- The Brownsville Navigation District Board of Commissioners signed off on an 800-acre land option agreement with an Arkansas steel manufacturer that could bring a new $1.6 billion steel mill to the Port of Brownsville in Texas, according to a port press release.
- The Port of Brownsville is one of two options Big River Steel is considering for its massive mill expansion, according to the San Antonio Business Journal. The other is an addition to an existing facility in its home state of Arkansas. The land deal makes it possible for Big River to begin its due diligence on the Port of Brownsville option.
- Port of Brownsville officials said the mill project, which would supply steel to U.S. automakers, could employ as many as 1,500 construction workers and create 500 full-time jobs when complete.
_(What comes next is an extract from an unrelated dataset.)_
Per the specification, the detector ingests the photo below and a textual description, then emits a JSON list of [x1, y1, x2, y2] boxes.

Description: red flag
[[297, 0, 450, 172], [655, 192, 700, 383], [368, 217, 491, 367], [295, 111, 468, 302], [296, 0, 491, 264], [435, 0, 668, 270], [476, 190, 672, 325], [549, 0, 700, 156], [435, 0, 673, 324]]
Local governments and other authorities are usually eager to make deals for projects that create jobs for area residents. This is especially true for projects that will boost the local construction industry and provide manufacturing jobs that might have gone to overseas factories. One large manufacturing project can have a ripple effect on the region and state.
In Wisconsin, for example, the new $10 billion Foxconn LCD screen factory is projected to generate jobs for at least 10,000 construction workers, who are expected to earn a total of $600 million a year. The project is also expected to create 6,000 to 10,000 related support positions during the construction phase. Also benefiting from the new factory are infrastructure contractors and their employees. The Wisconsin Department of Transportation is allocating $630 million for interstate and road improvements around the new plant, a spending program that should keep highway contractors busy.
WisDOT will spend approximately $500 billion widening a section of Interstate 94 and $134 million to repair and improve local roads. Area counties are also considering job-generating projects like a commuter rail system to ease traffic congestion.
Not all projects are as impactful as the Foxconn factory, but smaller projects can still give local economies a meaningful boost. Iron ore mining company Cleveland-Cliffs recently broke ground on a $700 million hot-briquetted iron (HBI) production plant in Toledo, Ohio, that is expected to create 1,200 temporary construction positions and 120 permanent jobs with an average annual salary of $90,000.
And in February, Riverview Energy filed a construction permit application for a $2.5 billion coal-to-diesel plant in Spencer, Indiana. That project is expected to create more than 2,000 temporary construction jobs and 225 full-time positions when the factory opens.